O Grupo de Coordenação Local do Núcleo Territorial Distrital de Coimbra e o Grupo de Coordenação Local do Núcleo Territorial Municipal de Coimbra do LIVRE manifestaram preocupação com a diferença de tratamento na divulgação dos indicadores de desempenho dos operadores de transporte público que servem a Região de Coimbra, defendendo que todos devem estar sujeitos aos mesmos critérios de transparência.
Em comunicado, o partido refere que o relatório anual dos Serviços Municipalizados de Transportes Urbanos de Coimbra (SMTUC) inclui informação detalhada sobre a regularidade do serviço, número de reclamações e acidentes registados, incluindo indicadores desfavoráveis para o operador, considerando que este nível de escrutínio é uma exigência normal na prestação de um serviço público.

Já relativamente à operação da BusWay, concessionária responsável pelo serviço intermunicipal de transporte rodoviário de passageiros na Comunidade Intermunicipal da Região de Coimbra, o LIVRE afirma que o relatório relativo aos primeiros cinco meses da concessão não divulga indicadores como a regularidade, pontualidade, número de reclamações, serviços suprimidos ou acidentes.
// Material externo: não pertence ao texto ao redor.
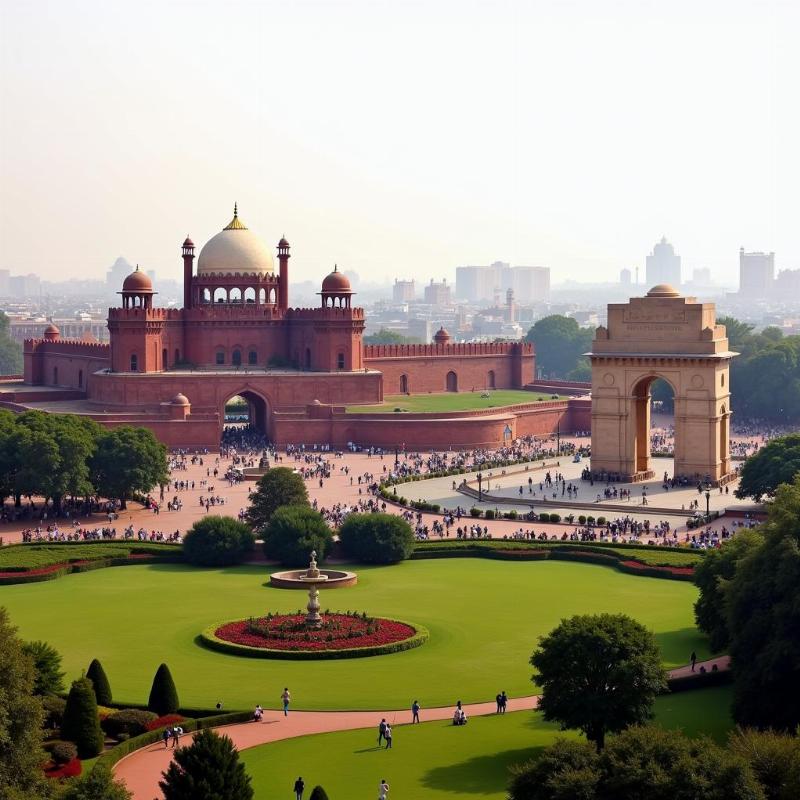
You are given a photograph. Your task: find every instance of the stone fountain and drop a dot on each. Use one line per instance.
(313, 577)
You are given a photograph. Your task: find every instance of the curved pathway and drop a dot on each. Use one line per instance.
(141, 770)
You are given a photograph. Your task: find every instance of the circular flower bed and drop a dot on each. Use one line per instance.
(349, 635)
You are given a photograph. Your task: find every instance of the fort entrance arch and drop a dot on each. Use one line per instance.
(662, 335)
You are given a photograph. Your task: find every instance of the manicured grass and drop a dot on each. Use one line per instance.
(437, 760)
(484, 619)
(451, 401)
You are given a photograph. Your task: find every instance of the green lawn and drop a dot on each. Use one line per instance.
(436, 760)
(451, 401)
(484, 619)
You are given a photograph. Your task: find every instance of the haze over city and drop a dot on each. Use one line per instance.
(399, 140)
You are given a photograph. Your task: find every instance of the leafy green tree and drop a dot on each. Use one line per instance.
(566, 770)
(102, 688)
(208, 769)
(279, 486)
(773, 757)
(776, 463)
(293, 532)
(128, 460)
(10, 351)
(81, 723)
(21, 718)
(560, 343)
(712, 577)
(764, 619)
(599, 673)
(218, 541)
(163, 694)
(97, 784)
(47, 666)
(376, 538)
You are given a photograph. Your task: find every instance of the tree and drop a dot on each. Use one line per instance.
(81, 722)
(102, 688)
(776, 463)
(566, 770)
(128, 460)
(208, 769)
(163, 694)
(218, 541)
(763, 619)
(97, 784)
(598, 673)
(712, 577)
(560, 343)
(47, 668)
(293, 532)
(21, 718)
(376, 538)
(279, 486)
(10, 351)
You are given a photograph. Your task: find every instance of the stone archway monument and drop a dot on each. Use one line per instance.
(661, 335)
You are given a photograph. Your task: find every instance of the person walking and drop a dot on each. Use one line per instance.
(382, 731)
(286, 697)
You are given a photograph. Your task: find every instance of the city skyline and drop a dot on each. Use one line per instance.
(574, 141)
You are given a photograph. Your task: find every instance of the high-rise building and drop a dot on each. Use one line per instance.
(403, 291)
(756, 274)
(438, 294)
(663, 265)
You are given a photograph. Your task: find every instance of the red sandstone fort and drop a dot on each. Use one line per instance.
(173, 370)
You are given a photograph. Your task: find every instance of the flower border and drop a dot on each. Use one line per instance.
(209, 639)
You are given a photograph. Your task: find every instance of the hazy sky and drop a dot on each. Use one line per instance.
(400, 138)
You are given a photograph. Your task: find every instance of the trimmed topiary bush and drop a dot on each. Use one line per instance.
(218, 541)
(102, 688)
(293, 532)
(129, 722)
(81, 723)
(163, 694)
(376, 538)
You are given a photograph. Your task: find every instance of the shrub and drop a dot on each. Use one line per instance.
(53, 710)
(128, 721)
(102, 688)
(376, 538)
(81, 723)
(163, 694)
(218, 541)
(62, 752)
(293, 532)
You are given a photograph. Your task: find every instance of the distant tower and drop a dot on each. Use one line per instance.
(283, 262)
(188, 271)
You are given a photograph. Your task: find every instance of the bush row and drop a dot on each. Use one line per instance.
(209, 639)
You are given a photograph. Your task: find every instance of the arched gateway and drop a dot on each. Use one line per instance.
(662, 335)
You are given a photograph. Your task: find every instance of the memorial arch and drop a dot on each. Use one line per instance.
(662, 335)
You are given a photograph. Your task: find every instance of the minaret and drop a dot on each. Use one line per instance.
(188, 270)
(283, 262)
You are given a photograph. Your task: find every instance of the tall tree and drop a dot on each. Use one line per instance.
(279, 486)
(208, 769)
(128, 460)
(764, 619)
(598, 673)
(21, 718)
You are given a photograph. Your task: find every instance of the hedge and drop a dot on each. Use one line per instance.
(209, 639)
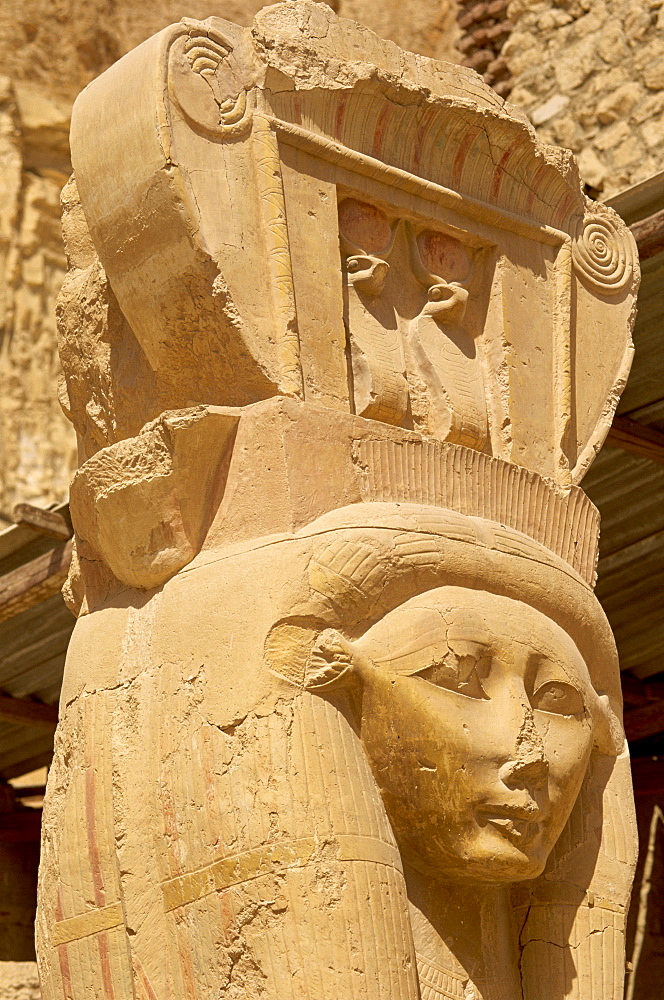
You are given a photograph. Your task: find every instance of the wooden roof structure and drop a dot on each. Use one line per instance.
(626, 482)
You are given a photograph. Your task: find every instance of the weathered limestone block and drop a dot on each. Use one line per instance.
(341, 715)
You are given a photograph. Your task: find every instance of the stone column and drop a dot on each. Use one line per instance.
(341, 715)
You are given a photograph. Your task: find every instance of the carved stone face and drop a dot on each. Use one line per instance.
(476, 716)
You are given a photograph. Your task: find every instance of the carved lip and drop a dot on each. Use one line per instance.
(519, 824)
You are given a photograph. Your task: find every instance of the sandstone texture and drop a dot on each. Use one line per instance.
(19, 981)
(590, 75)
(49, 51)
(341, 713)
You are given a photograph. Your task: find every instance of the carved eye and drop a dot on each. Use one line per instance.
(558, 698)
(464, 676)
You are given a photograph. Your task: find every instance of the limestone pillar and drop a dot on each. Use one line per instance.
(341, 716)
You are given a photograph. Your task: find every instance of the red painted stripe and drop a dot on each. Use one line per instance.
(63, 956)
(379, 131)
(460, 158)
(147, 985)
(340, 115)
(500, 170)
(105, 959)
(91, 831)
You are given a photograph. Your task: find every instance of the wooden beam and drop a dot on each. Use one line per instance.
(649, 235)
(648, 720)
(29, 791)
(637, 692)
(28, 713)
(43, 522)
(33, 582)
(648, 776)
(634, 437)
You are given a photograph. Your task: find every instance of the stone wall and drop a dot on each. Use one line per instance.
(49, 50)
(590, 75)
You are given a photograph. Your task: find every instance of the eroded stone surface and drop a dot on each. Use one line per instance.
(341, 714)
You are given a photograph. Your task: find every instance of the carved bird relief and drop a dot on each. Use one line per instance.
(380, 388)
(441, 350)
(413, 361)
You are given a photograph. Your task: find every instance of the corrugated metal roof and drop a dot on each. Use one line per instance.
(629, 492)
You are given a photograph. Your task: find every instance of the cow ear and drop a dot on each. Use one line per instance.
(331, 662)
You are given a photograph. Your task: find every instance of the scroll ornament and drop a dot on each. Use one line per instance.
(604, 257)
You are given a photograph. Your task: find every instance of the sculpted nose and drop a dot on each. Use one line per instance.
(528, 772)
(527, 766)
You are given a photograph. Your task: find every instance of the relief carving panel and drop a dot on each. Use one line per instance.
(341, 715)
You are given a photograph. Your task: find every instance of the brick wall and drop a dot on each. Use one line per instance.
(590, 75)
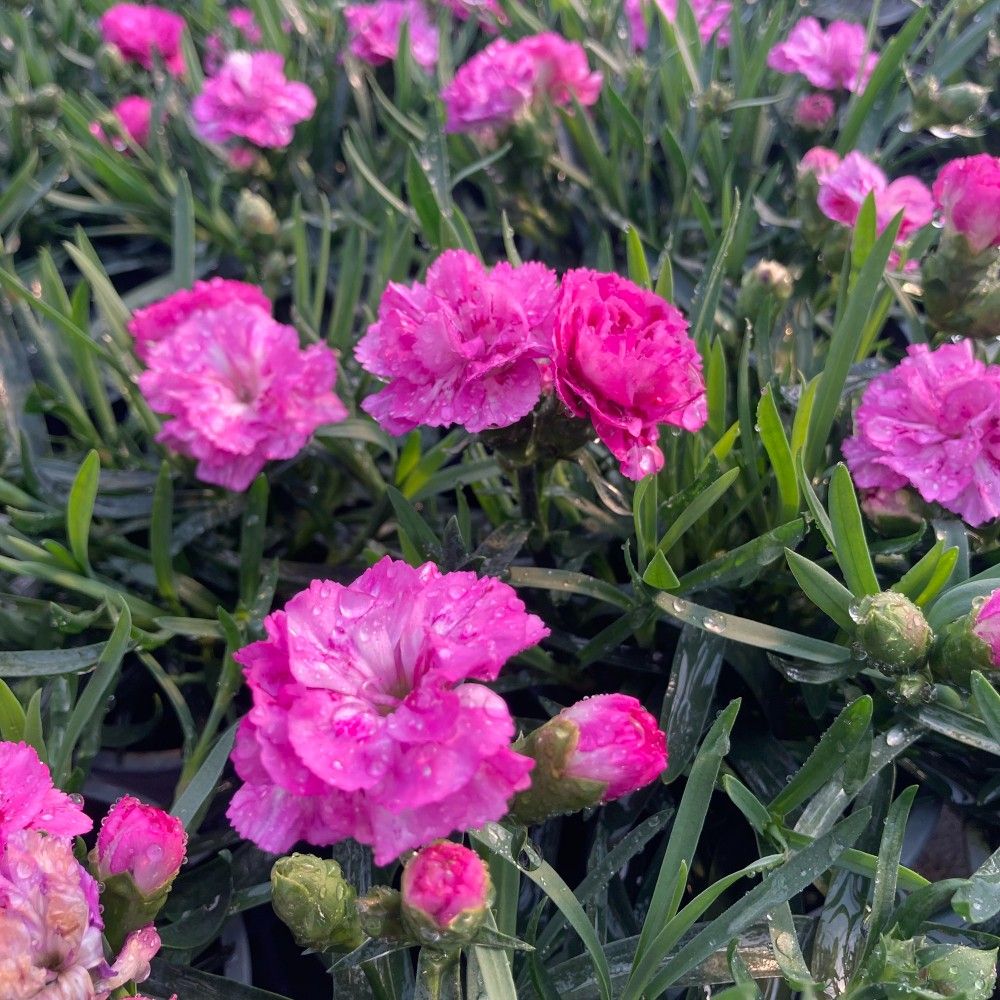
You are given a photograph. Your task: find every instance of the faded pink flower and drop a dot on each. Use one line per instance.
(361, 726)
(967, 192)
(987, 626)
(501, 84)
(240, 390)
(842, 193)
(153, 323)
(444, 884)
(712, 17)
(814, 111)
(133, 114)
(141, 841)
(619, 744)
(249, 98)
(374, 28)
(462, 347)
(138, 31)
(830, 58)
(28, 800)
(933, 423)
(624, 359)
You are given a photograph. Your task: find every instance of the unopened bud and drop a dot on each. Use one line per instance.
(316, 903)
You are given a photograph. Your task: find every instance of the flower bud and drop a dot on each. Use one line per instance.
(139, 851)
(970, 643)
(316, 902)
(891, 631)
(254, 215)
(597, 750)
(446, 893)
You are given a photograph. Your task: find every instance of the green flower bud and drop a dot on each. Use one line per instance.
(891, 631)
(316, 902)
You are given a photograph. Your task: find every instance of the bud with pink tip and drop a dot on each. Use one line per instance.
(597, 750)
(446, 892)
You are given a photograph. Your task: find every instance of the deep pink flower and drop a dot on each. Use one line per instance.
(138, 31)
(712, 17)
(445, 882)
(28, 800)
(501, 84)
(133, 114)
(374, 28)
(249, 98)
(141, 841)
(159, 320)
(933, 423)
(240, 390)
(462, 347)
(619, 744)
(361, 726)
(967, 192)
(831, 59)
(987, 625)
(624, 359)
(814, 111)
(842, 193)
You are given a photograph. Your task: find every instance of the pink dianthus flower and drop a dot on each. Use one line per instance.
(374, 30)
(967, 192)
(624, 359)
(501, 84)
(155, 322)
(462, 347)
(133, 114)
(138, 31)
(842, 193)
(249, 98)
(361, 726)
(933, 423)
(240, 392)
(833, 58)
(28, 800)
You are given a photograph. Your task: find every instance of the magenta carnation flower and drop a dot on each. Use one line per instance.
(933, 423)
(138, 31)
(133, 114)
(462, 347)
(141, 841)
(833, 58)
(249, 98)
(842, 192)
(624, 359)
(361, 726)
(374, 28)
(967, 192)
(987, 626)
(159, 320)
(712, 17)
(28, 800)
(240, 390)
(619, 744)
(500, 85)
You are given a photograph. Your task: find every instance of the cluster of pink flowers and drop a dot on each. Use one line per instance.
(933, 424)
(361, 724)
(374, 31)
(504, 82)
(138, 31)
(834, 58)
(712, 17)
(967, 193)
(464, 348)
(239, 388)
(250, 98)
(50, 906)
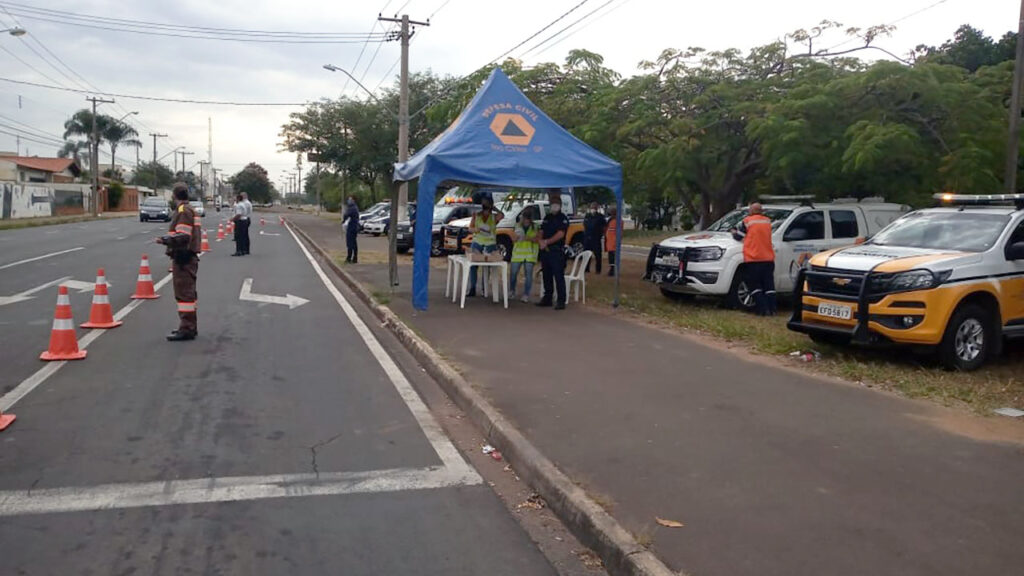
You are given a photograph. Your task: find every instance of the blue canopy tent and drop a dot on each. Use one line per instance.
(501, 138)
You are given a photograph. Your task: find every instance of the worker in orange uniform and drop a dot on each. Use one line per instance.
(759, 258)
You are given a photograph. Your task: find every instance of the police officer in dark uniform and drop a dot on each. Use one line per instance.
(183, 247)
(552, 244)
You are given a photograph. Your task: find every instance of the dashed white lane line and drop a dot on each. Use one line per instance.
(51, 254)
(445, 451)
(208, 490)
(32, 382)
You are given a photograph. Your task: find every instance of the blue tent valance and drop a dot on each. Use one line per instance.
(501, 138)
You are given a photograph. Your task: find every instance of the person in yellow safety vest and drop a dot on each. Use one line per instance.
(524, 253)
(759, 259)
(484, 229)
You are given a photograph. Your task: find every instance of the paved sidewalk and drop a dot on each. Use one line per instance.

O partido considera insuficiente a justificação apresentada pela Comunidade Intermunicipal da Região de Coimbra, que atribuiu essa opção ao facto de os primeiros meses da operação poderem conduzir a uma «leitura descontextualizada» dos resultados.
Para o LIVRE, eventuais limitações decorrentes da fase inicial da concessão poderiam ser devidamente explicadas através de notas metodológicas ou da identificação dos dados como provisórios, sem justificar a sua omissão.
Nesse sentido, o partido defende que os cidadãos devem dispor da mesma informação relativamente a todos os operadores, permitindo avaliar a qualidade do serviço, identificar problemas e acompanhar a evolução do sistema de transportes públicos da região.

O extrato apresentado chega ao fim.